Esther Pohl Lovejoy declared her 1920 candidacy as a Democrat for U.S. Congress from Oregon's Third District (Multnomah County/Portland) on March 11, 1920 on a visit to the Pacific Northwest. Lovejoy was then the chair of the medical humanitarian relief organization the American Women's Hospitals headquartered in New York City and sponsored by the Medical Women's National Association. She was also acting chair of the MWNA. And she was also the president of the fledgling Medical Women's International Association. And she had, that February, represented Oregon along with Effie Comstock Simmons, at the National American Woman Suffrage Association's "victory" convention, which oversaw the transformation of NAWSA to the League of Women Voters. This, combined with her wartime medical work and her record as an Oregon suffragist and in municipal office as Portland City Health Officer from 1907-1909, was a strong record upon which to build a campaign.
Pohl decided to run, but had also to manage the Medical Women's National Association convention in New Orleans in May. She was also part of a NAWSA delegation to Connecticut to urge that state to ratify the Nineteenth (woman suffrage) Amendment. No one else had filed for the primary as a Democrat. She campaigned, set up an organization, and returned to New York in April, planning to return after the May 21 primary in which she stood unopposed.
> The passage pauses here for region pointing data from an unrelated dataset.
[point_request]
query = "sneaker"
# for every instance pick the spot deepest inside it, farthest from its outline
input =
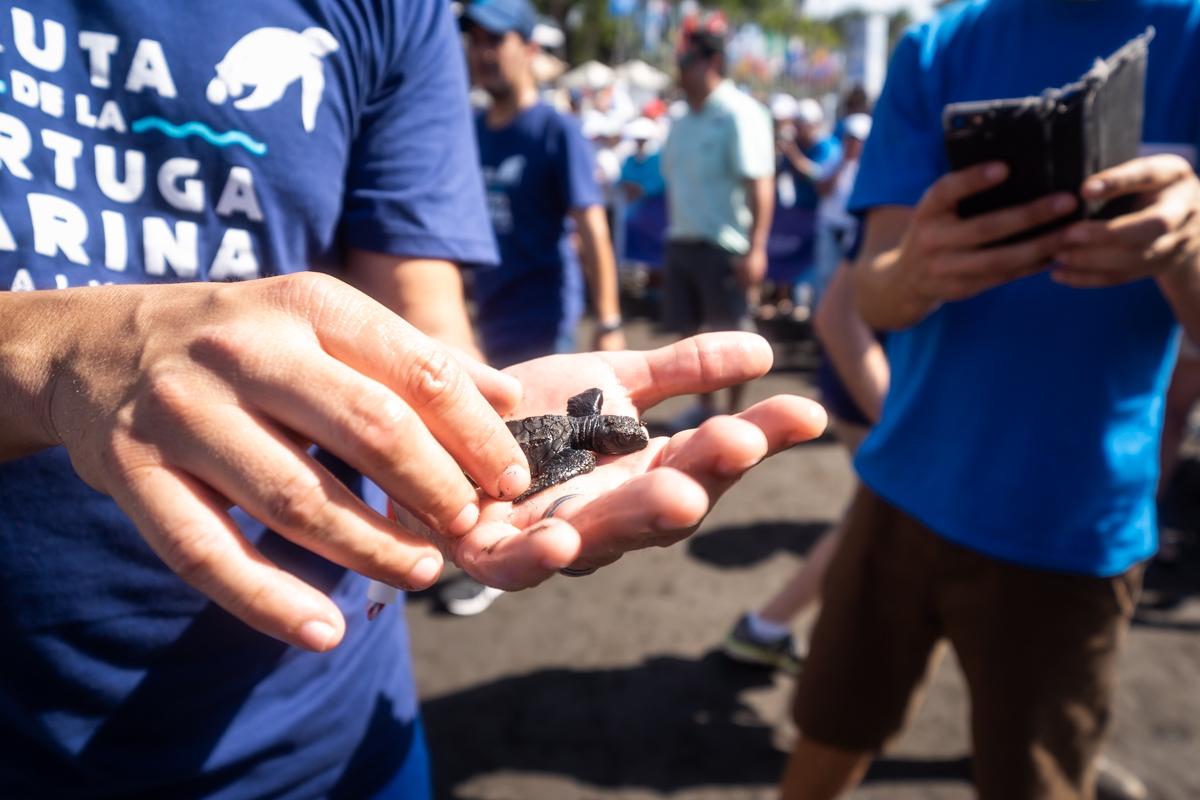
(693, 417)
(467, 597)
(743, 647)
(1115, 782)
Two weeks later, Sylvia Thompson, who had served in the Oregon House in the 1917 and 1919 sessions, announced her candidacy for the seat. Thompson was part of a faction in Oregon that opposed Democratic senator George E. Chamberlain, Lovejoy's ally from previous campaigns and suffrage work in the state.
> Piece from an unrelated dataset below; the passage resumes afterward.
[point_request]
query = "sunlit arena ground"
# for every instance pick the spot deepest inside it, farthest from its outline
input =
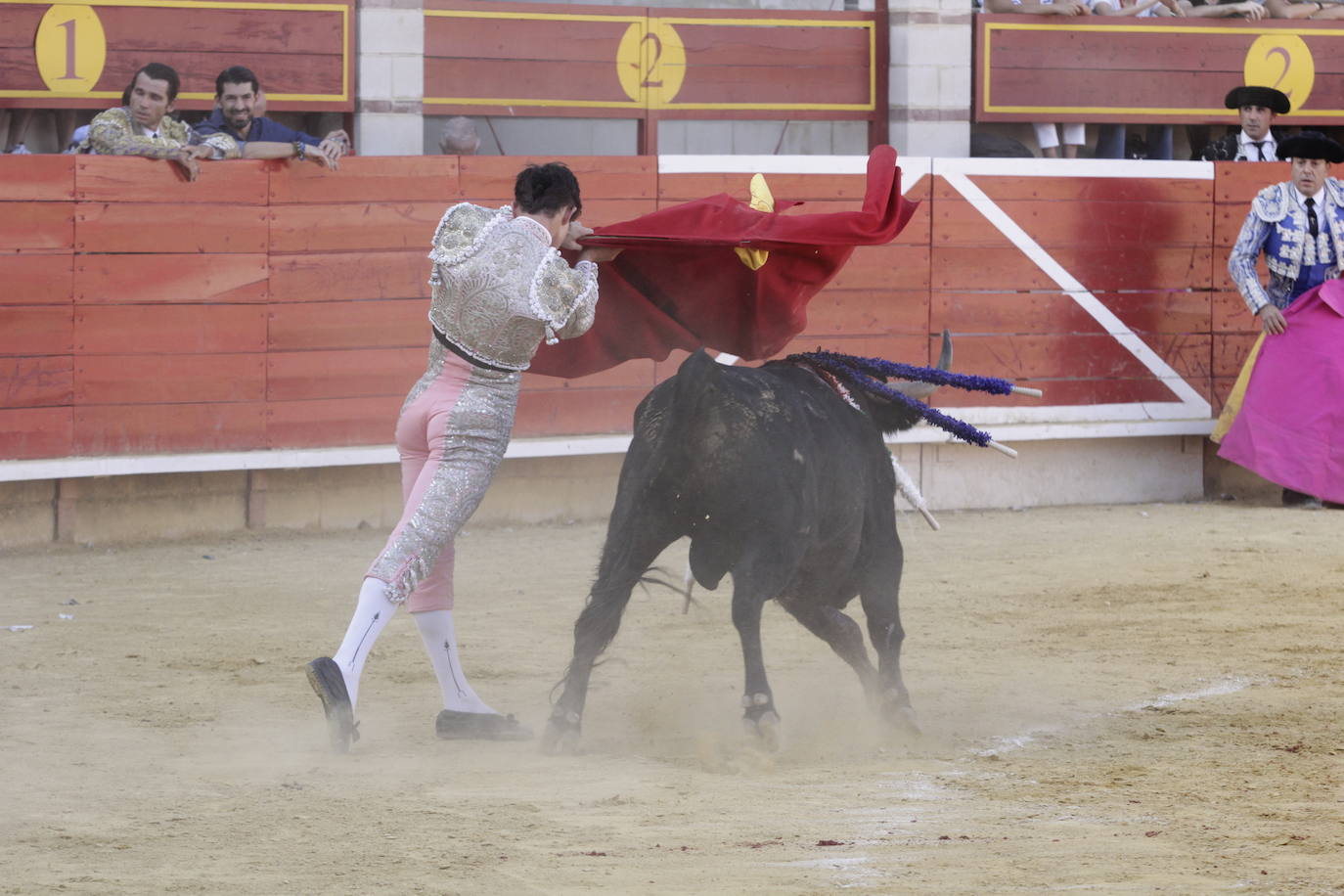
(1113, 698)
Lovejoy's supporters rallied to define her candidacy as one in which her national and international experience and current commitments would make her a successful representative of Oregon. A great example is "Dr. Lovejoy is Too Busy to Return Here for Campaign Work," Oregon Journal, April 28, 1920, 3.
The article has it all -- credentials, networking, and PR. Clare Pierce, the daughter of former Democratic state senator Walter M. Pierce, reports on Lovejoy's activities -- the upcoming MWNA convention in New Orleans, her work with the national suffrage organization in the ratification of the 19th Amendment at the request of NAWSA president Carrie Chapman Catt, and by the way, Herbert Hoover has just written the foreword to the second edition of Lovejoy's House of the Good Neighbor, a record of her wartime medical service with the Red Cross.